From Brain to Boatwhistle in a Toadfish
Because of the distinctive sounds which it it makes, the oyster toadfish, Opsanus tau, been the subject of more than its share of studies of fish communication. The male toadfish produces a sound like a boatwhistle that is associated with mating and nesting. Both males and females make grunting sounds which appear to be aggressive or territorial in nature. The source of both these sounds is the fish's swimbladder, which contains a pair of the fastest contracting muscles in any animal. In a grunt the swimbladder contracts 90 times a second; and in the boatwhistle 200 times a second resulting in a higher pitched, longer sustained sound. Michael L. Fine, who did his doctoral work at the Graduate School of Oceanography, has studied the toadfish's unique vocalizing from three points of view: the structure of the swimbladder itself, geographic variations in toadfish sounds, and the areas of the fish's brain that trigger the swimbladder mechanism.
First, Fine measured the swimbladders of 144 toadfish and demonstrated that after a period of equal growth rate, the swimbladders of males grew faster than those of females. The relationship of weight to width of the bladders was the same for males and females suggesting that these sound-producing organs are structurally similar, and that the difference in sounds made by the male and female may be the result of neural and hormonal differences rather than has variations in structure of the swimbladder.
Fine then continued his work with a study of different geographical areas and at different seasons and by electrically stimulating the toadfish brain to find out how the variation in calls made by fish from the acoustic system is organized.
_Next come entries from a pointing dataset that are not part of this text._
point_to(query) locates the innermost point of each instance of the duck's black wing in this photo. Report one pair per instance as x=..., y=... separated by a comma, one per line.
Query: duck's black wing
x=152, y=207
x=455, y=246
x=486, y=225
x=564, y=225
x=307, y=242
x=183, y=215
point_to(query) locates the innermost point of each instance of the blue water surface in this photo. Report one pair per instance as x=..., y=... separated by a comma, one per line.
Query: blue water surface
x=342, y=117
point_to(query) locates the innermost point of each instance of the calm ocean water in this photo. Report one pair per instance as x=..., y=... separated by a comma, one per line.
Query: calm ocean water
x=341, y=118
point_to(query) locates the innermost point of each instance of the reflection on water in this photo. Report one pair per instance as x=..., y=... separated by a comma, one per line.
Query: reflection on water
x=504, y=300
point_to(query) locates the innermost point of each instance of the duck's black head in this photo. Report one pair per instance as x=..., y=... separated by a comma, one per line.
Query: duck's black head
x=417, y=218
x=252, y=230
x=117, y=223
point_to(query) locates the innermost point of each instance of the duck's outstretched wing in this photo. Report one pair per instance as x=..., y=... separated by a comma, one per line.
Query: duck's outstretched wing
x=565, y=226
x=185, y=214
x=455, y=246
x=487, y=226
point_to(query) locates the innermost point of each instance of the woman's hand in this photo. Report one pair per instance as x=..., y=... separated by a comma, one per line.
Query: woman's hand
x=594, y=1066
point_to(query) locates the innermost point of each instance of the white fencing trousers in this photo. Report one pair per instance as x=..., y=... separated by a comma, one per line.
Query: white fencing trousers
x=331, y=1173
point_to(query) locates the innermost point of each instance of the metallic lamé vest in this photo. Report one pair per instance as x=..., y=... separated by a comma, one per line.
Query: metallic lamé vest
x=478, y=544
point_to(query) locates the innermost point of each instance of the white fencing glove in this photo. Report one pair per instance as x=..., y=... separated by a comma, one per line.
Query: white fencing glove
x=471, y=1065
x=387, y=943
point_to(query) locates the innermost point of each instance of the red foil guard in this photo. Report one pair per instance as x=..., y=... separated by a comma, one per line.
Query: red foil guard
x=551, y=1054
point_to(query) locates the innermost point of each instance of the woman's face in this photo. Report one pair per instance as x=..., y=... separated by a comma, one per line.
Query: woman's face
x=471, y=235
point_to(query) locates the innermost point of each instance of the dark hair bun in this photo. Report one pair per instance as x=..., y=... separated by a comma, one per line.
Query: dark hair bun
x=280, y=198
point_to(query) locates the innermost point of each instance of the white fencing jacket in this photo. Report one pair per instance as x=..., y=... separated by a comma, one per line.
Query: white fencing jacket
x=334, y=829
Using earlier recordings made by Marie P. Fish and William Mowbray as well as his own tapes, Fine studied sounds made by toadfish in Delaware, Virginia and South Carolina as well as Rhode Island. He found that both pitch and duration of the boatwhistle varied in relation to the time of year so that there was no distinctive Virginia or Rhode Island boatwhistle. The frequency of the boatwhistles increases to a peak in early summer and then decreases in the middle of July about the time the mating season ends. The duration of the call decreases at the same time as the frequency. Temperature has an influence on frequency but the duration of the call is independent of temperature. There are also some regional differences. In one type of vocalization elicited by brain stimulation, the Florida toadfish has no warm-up period as does the Rhode Island toadfish and its grunts are faster. Also the farther south the toadfish lives, the higher pitched is its boatwhistle. Duration of the call varies irregularly up and down the coast.
In an attempt to determine the areas of the brain which control the various sounds, Fine stimulated the brains of anesthetized toadfish electrically. Sounds have been elicited by this method in birds, frogs and monkeys, but this toadfish and a related species are the only fishes on which it has been successfully attempted.
Fine was able to elicit sounds in 209 of the 436 electrode tracks that he tried in 29 fish from Virginia, Florida and Rhode Island. The various types of sounds in a range from simple to more complex he called: "one-to-one" responses (undifferentiated pulses at the same repetition rate as the stimulus frequency), buzz grunts (mechanic al-sounding individual pulses but following the stimulus less closely), knock grunts, burst grunts, and boatwhistles. The last three were under greater brain control and sounded like normal toadfish vocalizations. Knock grunts are short, while burst grunts are longer and more musical. The sound highest in the order of complexity is the boatwhistle.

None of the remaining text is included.